Bright and early each Friday morning I meet at a local coffee place with a couple of friends. We read a portion of a book during the week and get together once a week to discuss what we’ve read. Having previously worked our way through Os Guinness’ The Call, we have now begun The Knowledge of the Holy by A.W. Tozer. While only a short book, I have little doubt that it will prove to be profoundly challenging. I have read shamefully little of Tozer in the past and am eager to remedy that oversight.
Tozer premises The Knowledge of the Holy on the statement that “what comes into our minds when we think about God is the most important thing about us.” While he does not provide a Scripture reference to back this claim (I don’t recall a verse that states, “God spake thus: what thou believest about me is the most important thing about thee…”) I believe he is correct in this assertion. After all, “the history of mankind will probably show that no people has ever risen above its religion, and man’s spiritual history will positively demonstrate that no religion has ever been greater than its idea of God.” If no religion has ever been greater than its idea of God, the same is true of individuals. We can never rise above our idea of God.
Why is this important? As Tozer says, “We tend by a secret law of the soul to move toward our mental image of God…Always the most revealing thing about the Church is her idea of God, just as her most significant message is what she says about Him or leaves unsaid, for her silence is often more eloquent than her speech. She can never escape the self-disclosure of her witness concerning God.” And he is right, for once we have decided who God is, we chase after that image of God. It is critically important that we learn about who God is through the Scripture, for this is His self-disclosure.
And here are words that gripped me and kept me tossing and turning last night (though one too many cans of Coke may have also contributed): “Were we able to extract from any man a complete answer to the question, ‘What comes into your mind when you think about God?’ we might predict with certainty the spiritual future of that man.
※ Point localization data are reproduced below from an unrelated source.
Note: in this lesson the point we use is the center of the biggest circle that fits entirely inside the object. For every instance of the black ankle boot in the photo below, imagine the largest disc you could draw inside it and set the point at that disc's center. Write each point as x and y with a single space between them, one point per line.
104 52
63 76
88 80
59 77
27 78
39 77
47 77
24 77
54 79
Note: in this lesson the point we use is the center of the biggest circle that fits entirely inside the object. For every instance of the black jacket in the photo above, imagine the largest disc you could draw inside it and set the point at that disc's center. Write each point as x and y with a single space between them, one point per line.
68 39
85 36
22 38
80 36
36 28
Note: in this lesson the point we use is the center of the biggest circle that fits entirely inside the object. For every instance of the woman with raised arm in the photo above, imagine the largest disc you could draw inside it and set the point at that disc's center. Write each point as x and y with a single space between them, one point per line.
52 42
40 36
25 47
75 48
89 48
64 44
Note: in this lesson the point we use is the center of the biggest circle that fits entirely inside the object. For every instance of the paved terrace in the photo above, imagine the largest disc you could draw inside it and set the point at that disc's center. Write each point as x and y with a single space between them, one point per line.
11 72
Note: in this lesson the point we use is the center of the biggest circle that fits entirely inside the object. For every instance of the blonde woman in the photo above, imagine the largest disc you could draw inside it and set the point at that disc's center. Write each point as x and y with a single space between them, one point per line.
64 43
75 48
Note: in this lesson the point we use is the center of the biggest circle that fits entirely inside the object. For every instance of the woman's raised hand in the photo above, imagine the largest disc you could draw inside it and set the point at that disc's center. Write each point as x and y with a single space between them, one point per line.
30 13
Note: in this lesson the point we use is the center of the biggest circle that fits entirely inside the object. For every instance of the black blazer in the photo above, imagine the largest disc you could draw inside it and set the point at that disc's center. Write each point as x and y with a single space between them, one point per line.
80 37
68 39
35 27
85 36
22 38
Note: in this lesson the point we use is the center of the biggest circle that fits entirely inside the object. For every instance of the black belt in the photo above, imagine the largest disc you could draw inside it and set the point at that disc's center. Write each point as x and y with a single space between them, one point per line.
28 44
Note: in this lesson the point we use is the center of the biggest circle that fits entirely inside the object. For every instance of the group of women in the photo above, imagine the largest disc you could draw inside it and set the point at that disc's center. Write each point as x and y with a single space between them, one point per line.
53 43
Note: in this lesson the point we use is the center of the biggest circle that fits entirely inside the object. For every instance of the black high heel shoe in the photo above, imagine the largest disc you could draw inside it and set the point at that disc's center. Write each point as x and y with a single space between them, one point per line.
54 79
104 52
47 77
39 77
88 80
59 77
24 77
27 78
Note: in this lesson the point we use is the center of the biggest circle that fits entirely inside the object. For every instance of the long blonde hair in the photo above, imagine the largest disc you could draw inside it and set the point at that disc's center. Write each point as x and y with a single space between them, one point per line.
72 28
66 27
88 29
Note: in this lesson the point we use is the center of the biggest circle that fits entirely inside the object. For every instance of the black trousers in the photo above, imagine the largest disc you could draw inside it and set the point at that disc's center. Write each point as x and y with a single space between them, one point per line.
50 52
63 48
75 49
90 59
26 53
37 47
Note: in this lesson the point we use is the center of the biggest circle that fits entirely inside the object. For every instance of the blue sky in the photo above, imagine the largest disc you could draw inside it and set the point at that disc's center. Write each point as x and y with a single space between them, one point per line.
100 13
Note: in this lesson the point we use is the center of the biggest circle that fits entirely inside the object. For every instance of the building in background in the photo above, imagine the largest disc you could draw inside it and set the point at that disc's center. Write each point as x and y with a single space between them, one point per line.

Were we able to know exactly what our most influential religious leaders think of God today, we might be able with some precision to foretell where the church will stand tomorrow.” This is a sobering though, for when we survey the leaders of the church today we will find a vast variety of views on God, many of which are clearly unbiblical. We have leaders who deny the Trinity and others who deny the atonement. We have leaders who clearly have never stopped to seriously consider just what they think of God. There are many followers who have likewise never stopped to consider who God is, what He has done, and what He demands of us. And as we can see where the church will be led in the future, we can look at the leaders of families, men like myself, and understand where we will take our families. When I survey my heart and ask what comes to mind when I think about God, I will know where my family will stand tomorrow.
“It is my opinion,” writes Tozer, “that the Christian conception of God current in these middle years of the twentieth century is so decadent as to be utterly beneath the dignity of the Most High God and actually to constitute for professed believers something amounting to a moral calamity.” If this was true of the middle of the last century, how much more true is it in the early years of the current century? And yet, “All the problems of heaven and earth, though they were to confront us together and at once, would be nothing compared with the overwhelming problem of God: That He is; what He is like; and what we as moral beings must do about Him.” But still many Christians do not think deeply about God, about what He is like, or about what we must do about Him. “I believe there is scarcely an error in doctrine or a failure in applying Christian ethics that cannot be traced finally to imperfect and ignoble thoughts about God.”
This is a serious matter. “Before the Christian church goes into eclipse anywhere there must first be a corrupting of her simple basic theology. She simply gets a wrong answer to the question, ‘What is God like?’ and goes on from there. Though she may continue to cling to a sound nominal creed, her practical working creed has become false. The masses of her adherents come to believe that God is different from what He actually is; and that is heresy of the most insidious and deadly kind.”
And here is Tozer’s charge: “The heaviest obligation lying upon the Christian Church today is to purify and elevate her concept of God until it is once more worth of Him–and of her. In all her prayers and labors this should have first place. We do the greatest service to the next generation of Christians by passing on to them undimmed and undiminished that noble concept of God which we received from our Hebrew and Christian fathers of generations past. This will prove of greater value to them than anything that art or science can devise.”
Having read these words I see, more clearly than ever, the importance of placing myself under the leadership of men who have a high and biblical view of God. If nothing is more telling and more important than what comes into my mind when I think about God, it must also be critically important that I learn from men who think deeply about God and who humble themselves under His word.